On one afternoon last week, three military members walked with difficulty into the facility. The most lightly injured, 28-year-old Artem Dvorskyi, said an FPV explosion had torn a small hole in his leg. “Conflict is terrible. The guy next to me, Vasyl, was fatally wounded,” he said. “He fell down. Subsequently the Russians released a second explosive on him.” He continued: “Everything in the settlement is demolished. We see drones everywhere and casualties. Ours and the enemy's.”
Dvorskyi said his unit endured 43 days in a forest area close to the city, which enemy forces has been attempting to capture since last year.
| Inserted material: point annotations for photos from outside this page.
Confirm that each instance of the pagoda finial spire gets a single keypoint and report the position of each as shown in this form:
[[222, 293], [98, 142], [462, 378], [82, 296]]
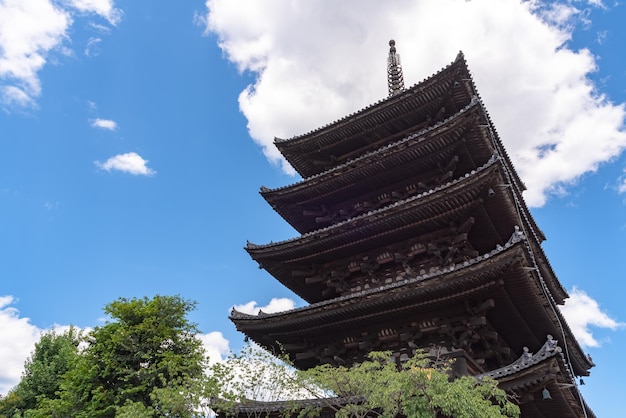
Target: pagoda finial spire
[[395, 80]]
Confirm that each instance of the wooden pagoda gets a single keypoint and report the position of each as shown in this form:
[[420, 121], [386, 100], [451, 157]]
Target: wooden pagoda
[[414, 234]]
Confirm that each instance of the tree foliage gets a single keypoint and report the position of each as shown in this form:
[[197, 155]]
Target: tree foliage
[[378, 387], [145, 362], [53, 356]]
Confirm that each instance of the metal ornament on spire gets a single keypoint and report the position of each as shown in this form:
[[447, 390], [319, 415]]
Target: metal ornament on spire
[[395, 80]]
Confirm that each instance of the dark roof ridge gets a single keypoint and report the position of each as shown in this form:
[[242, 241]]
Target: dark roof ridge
[[475, 102], [459, 58], [515, 238], [492, 161]]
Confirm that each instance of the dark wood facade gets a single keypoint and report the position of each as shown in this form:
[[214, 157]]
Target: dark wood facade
[[414, 233]]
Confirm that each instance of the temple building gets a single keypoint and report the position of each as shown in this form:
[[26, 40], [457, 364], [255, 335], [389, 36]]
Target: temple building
[[414, 234]]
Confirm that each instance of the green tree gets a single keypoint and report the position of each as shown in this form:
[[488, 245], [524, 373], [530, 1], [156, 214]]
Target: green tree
[[147, 360], [378, 387], [54, 355]]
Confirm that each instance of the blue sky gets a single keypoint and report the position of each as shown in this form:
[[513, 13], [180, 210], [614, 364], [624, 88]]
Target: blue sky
[[134, 137]]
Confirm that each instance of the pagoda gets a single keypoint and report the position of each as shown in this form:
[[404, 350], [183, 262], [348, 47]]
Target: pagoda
[[414, 235]]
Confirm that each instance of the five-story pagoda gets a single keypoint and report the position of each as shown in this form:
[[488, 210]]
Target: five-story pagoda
[[414, 234]]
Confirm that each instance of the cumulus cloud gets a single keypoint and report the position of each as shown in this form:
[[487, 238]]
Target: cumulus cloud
[[103, 8], [107, 124], [582, 312], [91, 47], [275, 305], [29, 29], [17, 339], [315, 62], [130, 162]]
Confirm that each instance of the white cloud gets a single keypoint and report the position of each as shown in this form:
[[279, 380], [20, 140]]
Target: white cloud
[[275, 305], [130, 162], [91, 47], [582, 312], [17, 340], [29, 29], [103, 8], [216, 345], [318, 61], [104, 124]]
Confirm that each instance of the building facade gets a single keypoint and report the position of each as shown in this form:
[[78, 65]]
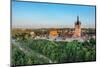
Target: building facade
[[77, 32]]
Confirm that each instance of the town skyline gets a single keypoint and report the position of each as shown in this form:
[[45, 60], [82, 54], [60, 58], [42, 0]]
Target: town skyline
[[31, 15]]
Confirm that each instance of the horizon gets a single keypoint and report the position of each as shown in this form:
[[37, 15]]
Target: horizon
[[46, 15]]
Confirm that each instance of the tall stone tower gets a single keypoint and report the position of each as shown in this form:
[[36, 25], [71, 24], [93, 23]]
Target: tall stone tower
[[77, 32]]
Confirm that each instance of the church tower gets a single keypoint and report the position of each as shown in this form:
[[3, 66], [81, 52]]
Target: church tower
[[77, 32]]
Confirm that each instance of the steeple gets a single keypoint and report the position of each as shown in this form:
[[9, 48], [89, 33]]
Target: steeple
[[77, 18]]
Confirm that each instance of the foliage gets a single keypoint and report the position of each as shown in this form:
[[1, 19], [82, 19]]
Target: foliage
[[57, 52]]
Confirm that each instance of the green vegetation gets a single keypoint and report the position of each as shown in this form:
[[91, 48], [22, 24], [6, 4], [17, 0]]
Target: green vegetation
[[30, 51]]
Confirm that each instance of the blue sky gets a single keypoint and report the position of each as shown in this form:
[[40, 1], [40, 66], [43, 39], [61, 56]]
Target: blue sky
[[44, 15]]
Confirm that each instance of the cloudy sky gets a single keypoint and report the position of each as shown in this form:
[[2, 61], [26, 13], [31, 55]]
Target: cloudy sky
[[46, 15]]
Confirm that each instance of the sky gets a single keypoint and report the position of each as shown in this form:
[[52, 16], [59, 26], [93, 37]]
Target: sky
[[46, 15]]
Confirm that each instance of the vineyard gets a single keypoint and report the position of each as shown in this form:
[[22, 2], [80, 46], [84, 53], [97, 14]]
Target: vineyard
[[39, 51]]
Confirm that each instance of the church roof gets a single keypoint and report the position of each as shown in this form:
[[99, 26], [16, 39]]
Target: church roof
[[77, 22]]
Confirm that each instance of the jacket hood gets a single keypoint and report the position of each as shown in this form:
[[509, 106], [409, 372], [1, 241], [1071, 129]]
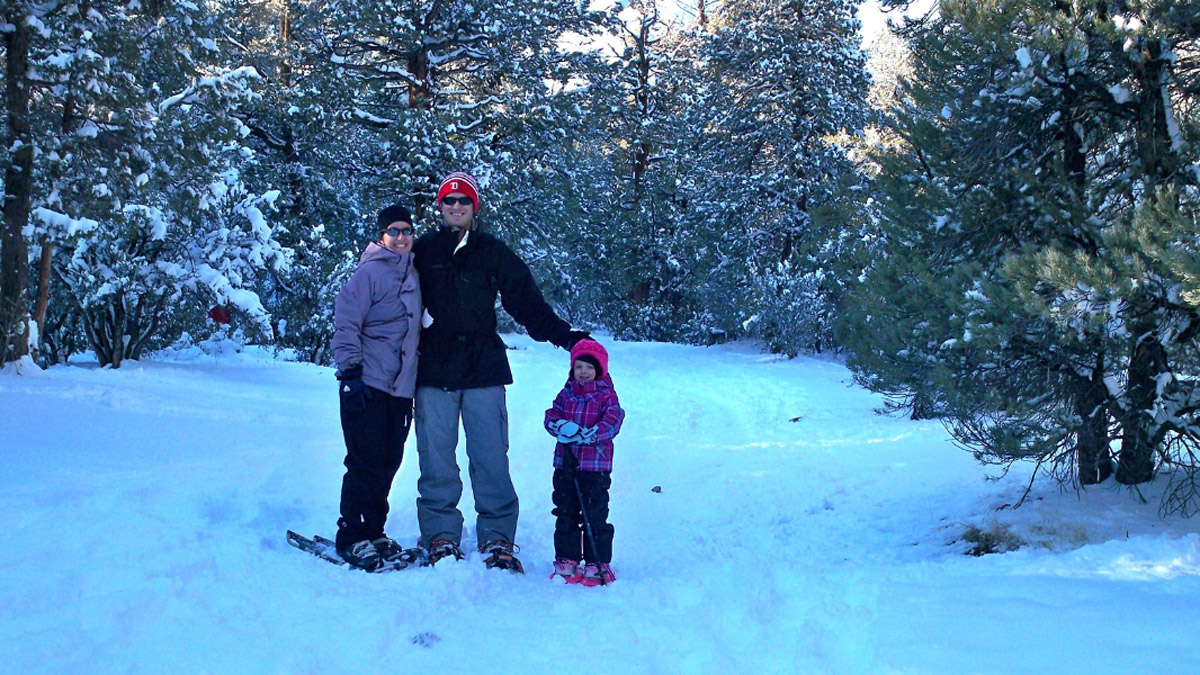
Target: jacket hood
[[593, 386]]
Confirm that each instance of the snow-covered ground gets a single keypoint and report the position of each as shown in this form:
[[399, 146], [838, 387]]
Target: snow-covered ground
[[793, 531]]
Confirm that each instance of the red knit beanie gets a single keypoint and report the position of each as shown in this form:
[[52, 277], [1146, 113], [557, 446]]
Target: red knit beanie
[[592, 352], [460, 181]]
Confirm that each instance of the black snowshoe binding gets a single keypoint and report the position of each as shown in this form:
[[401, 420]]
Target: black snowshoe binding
[[442, 549], [501, 556]]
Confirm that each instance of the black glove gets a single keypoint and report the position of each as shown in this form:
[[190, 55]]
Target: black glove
[[351, 389], [574, 336]]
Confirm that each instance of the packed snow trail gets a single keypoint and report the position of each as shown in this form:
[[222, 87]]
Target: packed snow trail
[[792, 531]]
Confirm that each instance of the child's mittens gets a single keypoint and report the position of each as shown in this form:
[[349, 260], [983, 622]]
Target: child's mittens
[[568, 431], [588, 435]]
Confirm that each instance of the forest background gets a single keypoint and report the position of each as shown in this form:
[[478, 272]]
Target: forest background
[[993, 220]]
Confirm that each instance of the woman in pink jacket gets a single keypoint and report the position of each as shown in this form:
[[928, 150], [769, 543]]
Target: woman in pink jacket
[[377, 318], [585, 418]]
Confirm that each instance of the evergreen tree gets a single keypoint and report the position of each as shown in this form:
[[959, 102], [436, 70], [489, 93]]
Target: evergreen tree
[[135, 178], [792, 78], [1041, 142]]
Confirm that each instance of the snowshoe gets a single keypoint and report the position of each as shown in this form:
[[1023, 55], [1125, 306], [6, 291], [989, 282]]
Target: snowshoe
[[499, 556], [442, 549], [598, 574], [364, 555], [569, 569]]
Sole access to reach their position was by walking. All supplies came by drone: rations and water. A week after he was hurt, he traveled 5km (roughly three miles), taking several hours, to a point where an armoured vehicle was able to pick him up. At the clinic, a medical staff checked his vital signs. After treatment, a medical attendant gave him fresh non-military attire: a T-shirt and a pair of light-colored jeans.
Artem Dvorskiy, 28, stated a FPV aerial device caused a small hole in his lower limb.
A different casualty, thirty-eight-year-old Pavlo Filipchuk, said a UAV explosion had resulted in a head injury. “I was in a dugout. Suddenly it went dark. I lost sensation any feeling or hear anything,” he said. “I believe I was lucky to survive. A relative has been killed. There are ongoing explosions.” A construction worker working in a neighboring country, he said he had come back to his homeland and enlisted to fight days before Vladimir Putin’s large-scale attack in February 2022.
A third soldier, a serviceman, had been struck in the upper body. He groaned as medical staff laid him on a bed, took off a bloody dressing and treated his recent injury from fragments. Wrapped in a thermal sheet, he borrowed a mobile phone to call his sister. “A fragment of mortar hit me. The cause was a deflected projectile. I’m OK,” he informed her. What were his plans now? “To get better. That will take a few months. Subsequently, to return to my military group. Our forces has to protect our country,” he affirmed.
Medical staff treat the wounded soldier, who was hit in the back by a fragment of artillery shell.
Since 2022, enemy forces has repeatedly targeted hospitals, clinics, maternity wards and ambulances. According to human rights groups, over two hundred medical personnel have been fatally attacked in nearly two thousand attacks. This subterranean hospital is built from multiple reinforced shelters, with timber beams, earth and sand laid on top reaching ground level. It can withstand direct hits from 152mm artillery shells and even multiple 8kg explosive devices released by aerial means.
A major industrial group, which funded the construction, intends to build 20 units in total. A senior official of Ukraine’s security agency and ex- military leader, Rustem Umerov, declared they would be “critically important for preserving the survival of our military and assisting defenders on the frontline.” The organization described the initiative as the “most ambitious and demanding” it had undertaken since Russia’s invasion.
An example of the facility's operating theatres.
The surgeon, explained some injured personnel had to endure delays many hours or even days before they could be evacuated due to the threat of aerial attacks. “We had a pair of critically ill patients who arrived at 3am. It was necessary to carry out a double amputation on a patient. His tourniquet had been on for so long there was no alternative.” How did he cope with severe operations? “My career in healthcare for 20 years. One must focus,” he said.
Medical assistants transported Mykolaichuk through the tunnel and into an emergency vehicle. The transport was parked under a shrub. The patient and the other military members were taken to the urban center of a major city for additional medical care. The subterranean medical team paused for rest. The hospital’s orange feline, Vasilevs, walked up to the entrance to await the incoming patients. “Our facility operates open 24 hours a day,” Holovashchenko stated. “It doesn’t stop.”